If this is the first time you've ever seen.

this sub problem then you recurse and you solve it,

as as we saw, as we suggested in the previous slot.

So with this simple memoization fixed, this action, this algorithm is linear

time. The easiest way to see that, and actually

in fact a better implementation, is to go away from this recursive top down

paradigm, and instead implement the solution in a bottom up way.

So solving sub problems in a principled way from the smallest to the original

one, the biggest. So a little bit more precisely,

let me use the notation G sub I to denote the sub graph of the original graph,

consisting of the first I vertices. So we're going to again going to ha-,

going to have an array with the same semantics as in the recursive version.

The Ith entry denotes the solution to the Ith sub-problem.

That is the max rate independent set of G sub I, and the plan is to populate that

bottom up, that is from left to right. So we'll handle the edge cases of the

first two entries of, of this array specially G sub zero would be the empty

graph, so there's no independent set. So lets define the max weight,

independent set of the map graph, to be zero.

And, if you graph in G one, where the only vertex is v one, the max weight

independent set is obviously that one vertex.

Remember weights are not negative. So our main four loop just builds up

solutions to all of the sub-problems in a systematic way, going from smallest

graph, G sub two up to the biggest graph, the original one, G sub n.

And when we consider the graph G sub I, how do we figure out what the max weight

independence set is of that graph? Well now we use, completely directly, the

work that we put in the previous video. The previous video told us what an

optimal solution has to look like. And it has to have one of two forms.
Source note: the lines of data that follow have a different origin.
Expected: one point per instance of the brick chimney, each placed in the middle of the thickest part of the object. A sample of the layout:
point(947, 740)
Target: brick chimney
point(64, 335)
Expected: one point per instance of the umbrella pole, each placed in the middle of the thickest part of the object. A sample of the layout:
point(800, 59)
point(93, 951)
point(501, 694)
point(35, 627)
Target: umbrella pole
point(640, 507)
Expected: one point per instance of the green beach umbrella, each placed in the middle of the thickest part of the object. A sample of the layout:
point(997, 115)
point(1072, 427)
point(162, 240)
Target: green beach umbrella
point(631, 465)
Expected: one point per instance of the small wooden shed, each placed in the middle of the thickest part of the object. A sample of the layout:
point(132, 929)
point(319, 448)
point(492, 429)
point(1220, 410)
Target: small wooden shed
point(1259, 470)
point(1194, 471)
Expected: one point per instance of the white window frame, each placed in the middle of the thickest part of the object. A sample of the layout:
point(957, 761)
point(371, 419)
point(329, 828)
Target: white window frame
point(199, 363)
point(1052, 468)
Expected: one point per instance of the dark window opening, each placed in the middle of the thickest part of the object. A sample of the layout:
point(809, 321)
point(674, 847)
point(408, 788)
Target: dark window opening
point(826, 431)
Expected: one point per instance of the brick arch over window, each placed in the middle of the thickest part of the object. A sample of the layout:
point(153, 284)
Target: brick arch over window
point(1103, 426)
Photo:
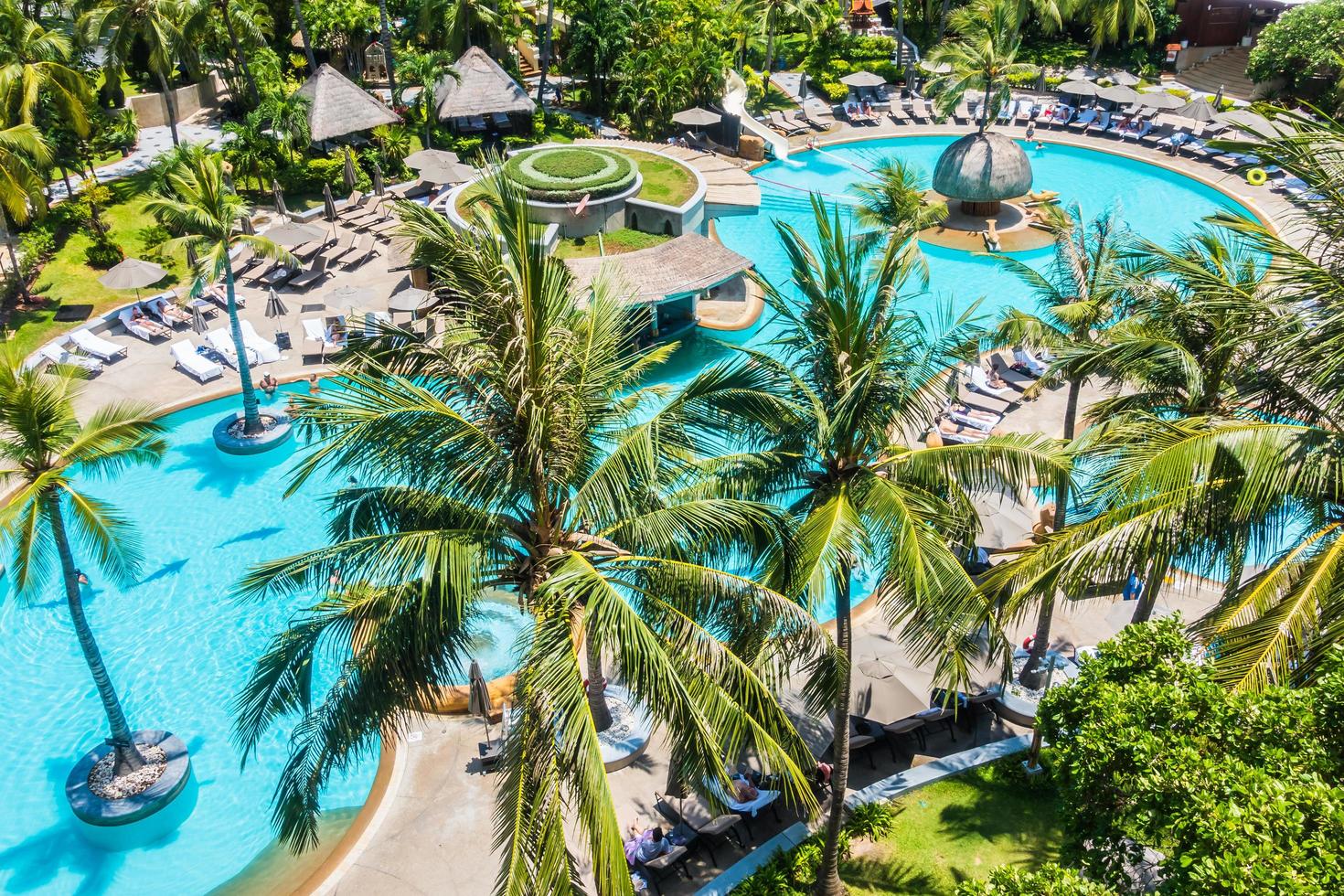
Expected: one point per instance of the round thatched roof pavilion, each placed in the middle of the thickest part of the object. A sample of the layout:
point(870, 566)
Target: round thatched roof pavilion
point(983, 169)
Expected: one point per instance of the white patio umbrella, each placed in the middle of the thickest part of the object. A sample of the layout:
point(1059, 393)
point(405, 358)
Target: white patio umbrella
point(697, 117)
point(863, 80)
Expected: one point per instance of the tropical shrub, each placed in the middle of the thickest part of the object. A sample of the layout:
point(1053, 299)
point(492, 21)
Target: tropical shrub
point(1241, 790)
point(1047, 880)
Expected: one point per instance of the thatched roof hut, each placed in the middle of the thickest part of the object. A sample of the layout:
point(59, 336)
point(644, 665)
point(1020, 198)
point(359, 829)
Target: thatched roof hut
point(481, 88)
point(981, 169)
point(339, 106)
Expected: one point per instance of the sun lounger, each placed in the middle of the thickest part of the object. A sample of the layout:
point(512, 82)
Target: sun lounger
point(980, 383)
point(185, 355)
point(57, 354)
point(266, 351)
point(97, 346)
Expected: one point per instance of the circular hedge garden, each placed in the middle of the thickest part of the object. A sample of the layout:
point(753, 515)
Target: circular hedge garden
point(568, 174)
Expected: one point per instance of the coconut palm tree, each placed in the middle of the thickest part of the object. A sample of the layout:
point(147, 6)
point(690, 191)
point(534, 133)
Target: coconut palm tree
point(854, 377)
point(539, 466)
point(981, 58)
point(34, 65)
point(119, 26)
point(203, 212)
point(1077, 295)
point(894, 208)
point(426, 70)
point(48, 515)
point(23, 159)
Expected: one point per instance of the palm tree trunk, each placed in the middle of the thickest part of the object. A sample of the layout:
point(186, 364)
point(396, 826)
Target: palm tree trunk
point(386, 37)
point(14, 257)
point(828, 873)
point(597, 684)
point(303, 32)
point(169, 105)
point(238, 53)
point(251, 407)
point(1032, 673)
point(128, 755)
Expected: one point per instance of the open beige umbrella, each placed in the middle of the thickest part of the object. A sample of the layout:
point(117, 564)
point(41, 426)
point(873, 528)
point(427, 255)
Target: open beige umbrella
point(133, 272)
point(863, 80)
point(697, 117)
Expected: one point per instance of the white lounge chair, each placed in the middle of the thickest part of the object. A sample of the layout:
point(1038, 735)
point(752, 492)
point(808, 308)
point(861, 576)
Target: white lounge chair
point(57, 354)
point(980, 383)
point(185, 355)
point(266, 351)
point(316, 331)
point(97, 346)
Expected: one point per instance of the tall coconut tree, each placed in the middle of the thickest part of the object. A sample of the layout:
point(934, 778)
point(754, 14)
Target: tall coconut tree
point(202, 211)
point(520, 452)
point(48, 516)
point(120, 26)
point(25, 157)
point(983, 57)
point(35, 65)
point(854, 377)
point(1077, 298)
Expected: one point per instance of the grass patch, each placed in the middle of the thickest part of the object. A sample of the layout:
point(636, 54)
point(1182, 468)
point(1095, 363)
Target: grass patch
point(66, 280)
point(614, 243)
point(960, 829)
point(666, 182)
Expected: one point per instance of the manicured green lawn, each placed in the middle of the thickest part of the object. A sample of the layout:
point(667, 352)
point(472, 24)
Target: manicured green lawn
point(664, 180)
point(69, 281)
point(614, 243)
point(958, 829)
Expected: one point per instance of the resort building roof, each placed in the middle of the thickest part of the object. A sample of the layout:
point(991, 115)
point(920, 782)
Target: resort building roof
point(481, 88)
point(339, 106)
point(682, 266)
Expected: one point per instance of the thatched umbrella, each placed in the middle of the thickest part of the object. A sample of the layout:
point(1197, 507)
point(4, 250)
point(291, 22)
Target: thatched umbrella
point(983, 169)
point(280, 197)
point(481, 88)
point(337, 106)
point(351, 177)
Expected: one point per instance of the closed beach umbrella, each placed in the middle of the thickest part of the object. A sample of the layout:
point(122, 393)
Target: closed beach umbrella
point(274, 308)
point(423, 157)
point(1078, 88)
point(697, 117)
point(863, 80)
point(479, 698)
point(293, 234)
point(280, 197)
point(349, 169)
point(132, 272)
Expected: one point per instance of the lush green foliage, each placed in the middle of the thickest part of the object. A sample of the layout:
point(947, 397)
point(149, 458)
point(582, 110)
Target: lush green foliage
point(566, 175)
point(1240, 792)
point(1304, 46)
We know, we proved, either, the maximum independent set of G sub I.

Excludes the last vertex V sub I, and then is merely an optimal solution of the

graph G sub I minus one. If it's not that, there is nothing else

it can be, other than including the last vertex V sub I.

And being an optimal max weighted independent set for the graph G sub I

minus two. We know its one of those two things.

We don't know which. We do brute force search among the two

possibilities, and that gives us the optimal solution

for the Ith sub problem. Crucially, when we need to do this brute

force search for the Ith sub problem, we already know.

We've already computed the optimal solutions to the smaller sub problems

that are relevant, those can be looked up in constant time, and that's what makes

this, each iteration of this four loop run in constant time.

So we've done a fair amount of work to get to this point,

but, after seeing that the greedy algorithm design paradigm failed us.

The divide-and-conquer algorithm design paradigm was inadequate.

Brute force search is too slow. With this, as we'll see, dynamic

programming algorithm, we now have a one line solution, effectively, to the max

weight independent set problem in path graphs.

Pretty cool. What's the run time?

Well this is probably the easiest algorithm is run time we've ever had to

analyze. Obviously, it's linear time,

constant time per each iteration of the four loop.

Why is the algorithm correct? Well it's as same as our recursive

algorithm. It makes exactly the same decisions.

The only difference is it doesn't bother with the spectacular redundancy of

resolving sub-problems it's already solved.

Again if you wanted to prove it by scratch, it would just be a straight

forward induction, like in our divide and conquer algorithm, the recursive calls

are correct by the inductive hypothesis. The inductive step is justified by the

case analysis of the of the previous video.